2020-11-26 Thread Elliott Mitchell
found 963962 2.02+dfsg1-20+deb10u2 2.04-10
quit

I was going to report I'd never observed this bug, but then I examined
the grub.cfg files and I discover they're present.  I would tend to rate
this as minor, but the original submitter didn't adjust severity.

With 2.04-10 the xen-4.*.config file entries are absent, but entries
for both the .efi file and the other are produced.  On an aarch64 system
the .efi file can be booted by GRUB 2.04.


-- 
(\___(\___(\__  --=> 8-) EHM <=--  __/)___/)___/)
 \BS (| ehem+sig...@m5p.com  PGP 87145445 |)   /
  \_CS\   |  _  -O #include  O-   _  |   /  _/
8A19\___\_|_/58D2 7E3D DDF4 7BA6 <-PGP-> 41D1 B375 37D0 8714\_|_/___/5445



Bug#963962: /etc/grub.d/20_linux_xen generates non-functional menu entries

2020-06-29 Thread Sergio Gelato
Package: grub-common
Version: 2.02+dfsg1-20
Severity: normal

xen-hypervisor-4.11-amd64 in buster installs the following files:

/boot/xen-4.11-amd64.gz
/boot/xen-4.11-amd64.efi
/boot/xen-4.11-amd64.config

The first one is bootable (usually; but see #924360). The second one may or
may not be bootable by GRUB (I didn't succeed); it's probably meant for
booting directly by UEFI. The third is just a summary of the hypervisor's
build configuration and clearly not meant for booting.

/etc/grub.d/20_linux_xen generates boot menu entries for all three. This
seems excessive. The .config entry definitely shouldn't be there, and the
.efi one does not work in its present form (although for all I know this
may be fixable with better module settings).

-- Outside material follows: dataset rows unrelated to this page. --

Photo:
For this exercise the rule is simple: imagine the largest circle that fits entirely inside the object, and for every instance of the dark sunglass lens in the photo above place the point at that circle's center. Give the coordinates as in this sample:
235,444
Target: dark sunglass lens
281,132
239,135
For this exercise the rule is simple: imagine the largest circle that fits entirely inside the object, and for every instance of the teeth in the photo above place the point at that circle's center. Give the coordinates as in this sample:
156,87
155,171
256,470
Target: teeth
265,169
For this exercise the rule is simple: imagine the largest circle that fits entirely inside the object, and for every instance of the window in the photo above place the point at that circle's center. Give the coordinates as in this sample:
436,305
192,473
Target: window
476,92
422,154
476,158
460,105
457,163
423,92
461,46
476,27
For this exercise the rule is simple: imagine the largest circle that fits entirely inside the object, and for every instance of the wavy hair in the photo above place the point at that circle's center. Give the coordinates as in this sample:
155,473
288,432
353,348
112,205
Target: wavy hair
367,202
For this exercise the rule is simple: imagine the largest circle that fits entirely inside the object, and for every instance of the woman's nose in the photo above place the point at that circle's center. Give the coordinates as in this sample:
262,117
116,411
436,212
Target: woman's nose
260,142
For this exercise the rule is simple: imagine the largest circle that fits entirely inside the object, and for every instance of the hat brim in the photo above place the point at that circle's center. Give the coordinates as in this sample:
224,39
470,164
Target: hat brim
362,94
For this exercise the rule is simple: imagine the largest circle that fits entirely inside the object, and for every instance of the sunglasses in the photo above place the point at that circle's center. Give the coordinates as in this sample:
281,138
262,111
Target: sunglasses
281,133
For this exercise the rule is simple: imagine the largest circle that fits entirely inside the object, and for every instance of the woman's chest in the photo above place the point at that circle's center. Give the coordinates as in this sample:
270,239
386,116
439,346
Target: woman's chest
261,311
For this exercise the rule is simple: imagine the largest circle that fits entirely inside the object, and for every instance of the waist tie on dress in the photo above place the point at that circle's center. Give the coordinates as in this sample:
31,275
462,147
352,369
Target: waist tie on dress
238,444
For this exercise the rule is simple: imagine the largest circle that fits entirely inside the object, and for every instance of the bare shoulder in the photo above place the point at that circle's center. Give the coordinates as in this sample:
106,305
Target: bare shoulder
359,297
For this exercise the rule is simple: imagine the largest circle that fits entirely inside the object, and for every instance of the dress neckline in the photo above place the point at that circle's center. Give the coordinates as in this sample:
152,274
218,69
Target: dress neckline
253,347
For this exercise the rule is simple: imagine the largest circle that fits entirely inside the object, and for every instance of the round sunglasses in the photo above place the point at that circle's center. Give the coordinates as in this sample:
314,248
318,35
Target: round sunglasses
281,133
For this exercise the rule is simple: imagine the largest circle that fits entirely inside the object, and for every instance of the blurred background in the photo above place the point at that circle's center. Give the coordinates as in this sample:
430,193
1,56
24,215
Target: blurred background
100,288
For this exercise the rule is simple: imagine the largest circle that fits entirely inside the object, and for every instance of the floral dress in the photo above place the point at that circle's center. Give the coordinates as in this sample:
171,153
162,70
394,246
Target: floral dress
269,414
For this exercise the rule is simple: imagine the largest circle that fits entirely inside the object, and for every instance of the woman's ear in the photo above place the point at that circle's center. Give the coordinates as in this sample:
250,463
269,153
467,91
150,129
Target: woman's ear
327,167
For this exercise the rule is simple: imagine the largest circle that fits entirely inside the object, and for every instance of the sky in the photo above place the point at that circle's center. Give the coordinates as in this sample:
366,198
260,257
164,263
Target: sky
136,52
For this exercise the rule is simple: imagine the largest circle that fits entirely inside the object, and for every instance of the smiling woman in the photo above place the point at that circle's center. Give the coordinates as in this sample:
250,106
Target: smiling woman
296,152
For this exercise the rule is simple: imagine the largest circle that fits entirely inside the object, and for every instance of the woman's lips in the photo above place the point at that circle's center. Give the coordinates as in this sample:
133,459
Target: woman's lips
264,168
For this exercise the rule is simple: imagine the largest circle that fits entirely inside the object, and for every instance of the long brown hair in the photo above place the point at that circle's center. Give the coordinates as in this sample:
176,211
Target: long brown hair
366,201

At the very least the .config file should be filtered out by
file_is_not_sym(), grub_file_is_not_garbage() or similar.

The .efi file clearly also requires attention but I'm not going to suggest
a specific resolution yet. If GRUB can be made to boot it, maybe that would
help solve #924360 on affected hardware; otherwise it would be better not
to generate a menu entry for it (perhaps by not installing it in /boot,
which would be a matter for the Debian Xen maintainers).